## Task 1: Data Collection and Pipeline Initialization
This notebook outlines the process for collecting news data related to AI.

## 1-> installing required libraries

 #This cell installs the necessary Python package to communicate with the NewsAPI.

In [None]:
!pip install requests pandas newsapi-python



## 2->Importing Libraries and Loading API Keys
# Here, we import the libraries and securely access our API key from Colab's secret manager.

In [None]:
import os
import pandas as pd
from newsapi import NewsApiClient
from google.colab import userdata

# Loading my API key stored in the secrets manager
NEWS_APIKEY = userdata.get('news_api')

## 3-> Data Collection from NewsAPI
# This function fetches news articles for a specific topic. It is designed to be clean and reusable.

In [None]:
def fetch_news_data(api_key, search_query):
    """Fetches news from NewsAPI for a specific query."""
    print(f"Fetching articles for query: '{search_query}'...")
    try:
        newsapi = NewsApiClient(api_key=api_key)
        all_articles = newsapi.get_everything(q=search_query,
                                              language='en',
                                              sort_by='relevancy',
                                              page_size=100) # Get 100 articles

        print(f"Successfully fetched {len(all_articles['articles'])} articles.")
        return all_articles['articles']
    except Exception as e:
        print(f"An error occurred: {e}")
        return None

# We use this function to fetch articles
articles_list = fetch_news_data(api_key=NEWS_APIKEY, search_query="Artificial Intelligence")

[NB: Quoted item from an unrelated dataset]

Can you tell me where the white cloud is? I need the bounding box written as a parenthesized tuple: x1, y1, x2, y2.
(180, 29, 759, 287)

Fetching articles for query: 'Artificial Intelligence'...
Successfully fetched 100 articles.


## 4-> Processing and Saving the Data
# The raw data is processed into a structured table (DataFrame) and saved as a CSV file.
# This CSV is the final output of our data collection pipeline.

In [None]:
if articles_list:
    df = pd.DataFrame(articles_list)

    # This selects and cleans the most important columns
    dfclean = df[['title', 'author', 'source', 'publishedAt', 'url', 'content']].copy()
    dfclean['source'] = dfclean['source'].apply(lambda x: x['name']) # Extract just the source name

    # Here Save the final data to a CSV file
    output_file = 'newsdata.csv'
    dfclean.to_csv(output_file, index=False, encoding='utf-8-sig')

    print(f"\nPipeline complete. File saved to '{output_file}'")

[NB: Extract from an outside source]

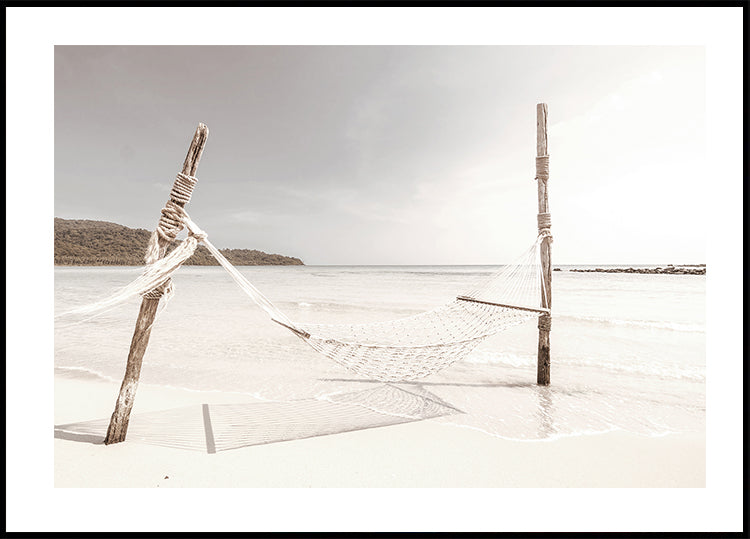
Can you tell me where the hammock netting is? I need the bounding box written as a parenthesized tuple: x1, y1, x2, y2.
(60, 214, 550, 382)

    # Now display the first 5 rows of our final dataset
    print("\nPreview of the final data:")
    display(dfclean.head())


Pipeline complete. File saved to 'newsdata.csv'

Preview of the final data:


Unnamed: 0,title,author,source,publishedAt,url,content
0,AI invents new antibiotics that could kill sup...,,BBC News,2025-08-14T15:03:49Z,https://www.bbc.com/news/articles/cgr94xxye2lo,Artificial intelligence has invented two new p...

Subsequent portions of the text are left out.